Researchers have used machine learning to predict the chaotic evolution of a model flame front. 

When you have one complex-chaotic system, say an ag or energy derivatives market overlaid on another complex-chaotic system, say, for example, weather; the ability to foretell the progression from the initial condition of one, or better yet both, systems would have some pecuniary advantage*
***
Hey, I've made that bet! It's called "The ol' just light large-denomination banknotes on fire to avoid the hassle of feigning any type of skill or expertise in  weird instruments you don't understand trade."**

And 2016:

IBM's Watson Gets A Real Job: Big Blue Closes Purchase of The Weather Company

Complex-chaotic requires big horsepower to figure out. It'll probably take the quantum machines coming down the pike but this is a start and more worthy of Watson than Jeopardy!

And 2009

A milder hurricane season could still juice energy.
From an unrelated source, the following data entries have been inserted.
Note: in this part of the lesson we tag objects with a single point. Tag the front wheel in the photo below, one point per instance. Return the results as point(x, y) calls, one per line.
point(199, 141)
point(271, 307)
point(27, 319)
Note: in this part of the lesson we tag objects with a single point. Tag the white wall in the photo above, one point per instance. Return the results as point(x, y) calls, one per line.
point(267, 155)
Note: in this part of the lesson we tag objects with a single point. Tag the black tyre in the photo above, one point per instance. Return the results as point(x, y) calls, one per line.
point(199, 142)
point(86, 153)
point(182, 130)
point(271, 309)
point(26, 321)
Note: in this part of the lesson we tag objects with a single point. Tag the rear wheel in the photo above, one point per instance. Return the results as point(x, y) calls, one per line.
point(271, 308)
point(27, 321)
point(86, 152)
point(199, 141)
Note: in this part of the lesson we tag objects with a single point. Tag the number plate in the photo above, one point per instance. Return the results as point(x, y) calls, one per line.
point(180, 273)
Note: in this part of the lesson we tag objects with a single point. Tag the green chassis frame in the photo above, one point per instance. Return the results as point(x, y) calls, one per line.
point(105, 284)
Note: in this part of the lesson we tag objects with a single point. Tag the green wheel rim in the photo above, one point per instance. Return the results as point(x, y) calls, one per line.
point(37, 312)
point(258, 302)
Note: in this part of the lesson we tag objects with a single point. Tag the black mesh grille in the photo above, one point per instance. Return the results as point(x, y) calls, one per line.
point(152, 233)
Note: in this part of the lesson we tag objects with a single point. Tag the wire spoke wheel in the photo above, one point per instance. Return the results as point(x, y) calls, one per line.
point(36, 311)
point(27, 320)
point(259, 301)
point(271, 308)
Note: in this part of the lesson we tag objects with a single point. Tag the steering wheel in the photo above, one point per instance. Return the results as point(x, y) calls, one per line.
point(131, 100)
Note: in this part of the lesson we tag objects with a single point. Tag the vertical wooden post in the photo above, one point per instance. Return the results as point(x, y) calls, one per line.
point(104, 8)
And: Knowing your ENSO from a Hole in the Sea

I disagree with the premise of the first piece, it appears the author is practicing "pop hurricanology" but thought I should post it to show the practical [profitable? -ed] advantage of understanding this stuff. Right now, the expectations are for not just fewer hurricanes but for those that do form to have a slight tendency toward a more northerly track i.e. east coast vs. gulf coast landfalls.

With the caveat, of course, that these are some of the most complex systems that humans try to predict and being chaotic, it is probably a Fool's [trader's? -ed] game anyway....
And dozens and dozens more, it's sort of where we live.